🔮 GEOPOLITICAL CONVEXITY
Jon Turek on frontrunning the ECB, the intersection of prediction markets and macro, and how the Iran war is already reshaping the Middle East
Jon Turek is a macro strategist who spent the last several years running a private advisory practice. His Substack Cheap Convexity relaunches today.
The Oracle caught up with him four days into the Iran-Israel war to discuss the implications of the conflict for macro markets and why prediction markets are becoming an essential tool for macro traders.
This interview has been edited for length. All answers are his own.
Your Substack is called Cheap Convexity. What does that mean?
The way I think about cheap convexity is looking for things where you’re not risking a lot but could potentially make a lot. Sometimes those manifest as lottery tickets. But more precisely, it’s about finding situations where the market is priced for one very certain world-state, while a new part of the distribution is becoming highly relevant and the market hasn’t fully respected it yet.
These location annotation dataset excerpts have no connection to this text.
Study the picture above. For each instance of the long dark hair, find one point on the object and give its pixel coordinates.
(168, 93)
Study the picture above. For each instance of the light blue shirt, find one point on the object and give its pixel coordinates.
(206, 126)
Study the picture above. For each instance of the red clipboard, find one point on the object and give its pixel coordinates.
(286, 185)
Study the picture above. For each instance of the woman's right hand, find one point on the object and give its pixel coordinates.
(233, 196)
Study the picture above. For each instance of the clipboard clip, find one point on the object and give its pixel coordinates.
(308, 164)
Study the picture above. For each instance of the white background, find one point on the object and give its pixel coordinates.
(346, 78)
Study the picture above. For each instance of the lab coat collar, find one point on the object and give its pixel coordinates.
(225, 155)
If you’re wrong, the market just trades its base case, which is where it already is. But if you’re right, you get a nonlinear move because the whole distribution has to re-price.
Prediction markets are a perfect vehicle for this framework because the distribution is explicit rather than implicit. You’re already trading a percentage probability, so the asymmetry is right there in front of you.
Can you give a concrete example of this?
Last year, in February or March, I was writing to my institutional clients about a yield curve steepener in Europe. Germany was on the precipice of major fiscal stimulus, driven by the new political climate and the pressure for defense spending. At the time, the German 2-10 spread was sitting at zero basis points.
In a world where nothing happened, that curve would still likely steepen a little, because curves normally steepen during cutting cycles and the ECB was still cutting. But in the world where German fiscal spending materialized, you could combine further ECB cuts with a massive amount of fiscal stimulus and the curve could go much, much steeper. If I was wrong, maybe I lose 5-10 basis points on a slower-than-expected cutting cycle. But the curve was never going to trade negative 25 or negative 50 basis points, because that only happens in aggressive hiking cycles, and the ECB was cutting.
The curve ended up steepening from zero to 75 basis points. That’s the kind of trade I look for: high floor, new part of the distribution becoming live, market not yet appreciating it.
The alpha there wasn’t necessarily predicting the German fiscal package would happen. It was understanding what the market was pricing and where distributionally it could be surprised.
How does that framework translate to prediction markets? What would you have been watching on Polymarket around that trade?
There are two sides to this. On the input side, it’s becoming well documented that prediction markets influence traditional markets directly. Two years ago, during the first Israel-Iran flareup, energy traders were not really watching Polymarket. This time around, every energy trader had it up on their screen. That is now entrenched and will only grow as these markets get deeper.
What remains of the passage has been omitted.